L’inversion accusatoire a pris des proportions industrielles dans le cadre de la guerre en Ukraine. Cela s’étend même au domaine musical. On sait que ce sont les occidentaux qui interdisent les musiciens russes, et même en beaucoup d’endroits la musique russe, mais il faut tenter de faire croire que c’est le contraire qui se passe : que les Russes ont fermé leurs frontières.
Ainsi le magazine Diapason titre sur le fait que le Concours Tchaïkovski, l’un des plus importants du monde, est maintenu cette année en Russie, alors même qu’il a été exclu de la Fédération mondiale des concours internationaux de musique. Donc il est incroyablement maintenu, mais « la participation des candidats issus de pays qui soutiennent l'Ukraine semble des plus hypothétiques. D'autant que c'est le très controversé Valéry Guerguiev, soutien officiel de Vladimir Poutine, qui préside la compétition... » Et l’on insiste : « Les candidats issus de pays qui soutiennent ouvertement l’Ukraine seront-ils autorisés à se rendre en Russie ? »
Or il en est des musiciens comme des hommes d’affaire et des touristes : les frontières de la Russie sont grandes ouvertes à quiconque veut aller dans le pays (et sans test, sans vaccin, sans masque). Ce sont les pays qui soutiennent ouvertement l’Ukraine qui font en sorte qu’il soit très difficile d’aller en Russie. Ce n’est ni Poutine ni Guerguiev qui met des bâtons dans les roues, ce sont les gouvernements occidentaux et notamment leurs compagnies aériennes.

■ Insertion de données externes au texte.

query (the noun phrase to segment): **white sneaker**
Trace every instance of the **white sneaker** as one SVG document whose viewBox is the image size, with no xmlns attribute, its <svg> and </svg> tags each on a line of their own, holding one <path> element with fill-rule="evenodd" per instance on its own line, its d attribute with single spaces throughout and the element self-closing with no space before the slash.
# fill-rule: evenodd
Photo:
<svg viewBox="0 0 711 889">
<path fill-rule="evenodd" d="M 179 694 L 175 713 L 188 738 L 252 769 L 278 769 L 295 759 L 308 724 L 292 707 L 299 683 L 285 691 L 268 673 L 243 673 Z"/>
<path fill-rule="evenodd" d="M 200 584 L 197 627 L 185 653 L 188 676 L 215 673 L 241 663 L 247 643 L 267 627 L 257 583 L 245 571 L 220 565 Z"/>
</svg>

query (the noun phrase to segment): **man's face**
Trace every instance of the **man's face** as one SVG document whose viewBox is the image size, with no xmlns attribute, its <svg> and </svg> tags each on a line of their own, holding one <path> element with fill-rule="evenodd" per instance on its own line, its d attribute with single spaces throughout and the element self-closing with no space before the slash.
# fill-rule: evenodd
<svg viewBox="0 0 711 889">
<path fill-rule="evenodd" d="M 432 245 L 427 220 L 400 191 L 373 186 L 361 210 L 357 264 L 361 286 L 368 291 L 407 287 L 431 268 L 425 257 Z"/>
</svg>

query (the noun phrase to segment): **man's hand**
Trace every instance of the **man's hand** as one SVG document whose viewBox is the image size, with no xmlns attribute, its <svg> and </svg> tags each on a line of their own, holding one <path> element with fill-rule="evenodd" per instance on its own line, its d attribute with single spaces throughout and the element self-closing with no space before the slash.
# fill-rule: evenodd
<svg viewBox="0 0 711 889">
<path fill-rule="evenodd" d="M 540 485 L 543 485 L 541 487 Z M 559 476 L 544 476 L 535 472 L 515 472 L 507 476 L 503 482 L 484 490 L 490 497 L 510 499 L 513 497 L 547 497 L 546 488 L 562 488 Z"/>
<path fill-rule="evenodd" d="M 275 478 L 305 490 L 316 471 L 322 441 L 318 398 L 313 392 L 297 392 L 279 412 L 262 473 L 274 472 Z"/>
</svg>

Et le magazine Diapason le sait très bien. Il le sait d’autant mieux qu’en juin dernier un jeune Français, Clément Nonciaux, a décroché la médaille d’argent de la direction d’orchestre au premier concours international Rachmaninov à Moscou. Et Clément Nonciaux a balayé les objections sur sa participation en proclamant qu’il avait été « très satisfait et heureux » d’avoir eu l’opportunité de « diriger trois orchestres dont l’orchestre Mariinsky, l’un des plus grands orchestres du monde », et que cela ne se refuse pas. Et il a même osé ajouter que la musique doit réunir les gens et pas les séparer et que « Valéry Guerguiev, qui était président du jury, a d'ailleurs fait tout un beau discours là-dessus, sur l’envie que la musique nous rapproche tous »…
Commentaires
Le concours a été créé en 1958 en pleine guerre froide, pour mettre en avant l’excellence de l’école soviétique. Pour montrer que les Russes, même soviétisés, sont moins cons que les Yankees le premier lauréat fut le pianiste américain Van Cliburn (1934-2013). Le jury ayant demandé la permission à Nikita K d'accorder le prix à un Américain, celui-ci demanda: "est-il le meilleur?" Réponse: "oui" "Alors, donnez-lui le prix"
En 1962 fut institué aux USA le prix Cliburn, tous les 4 ans.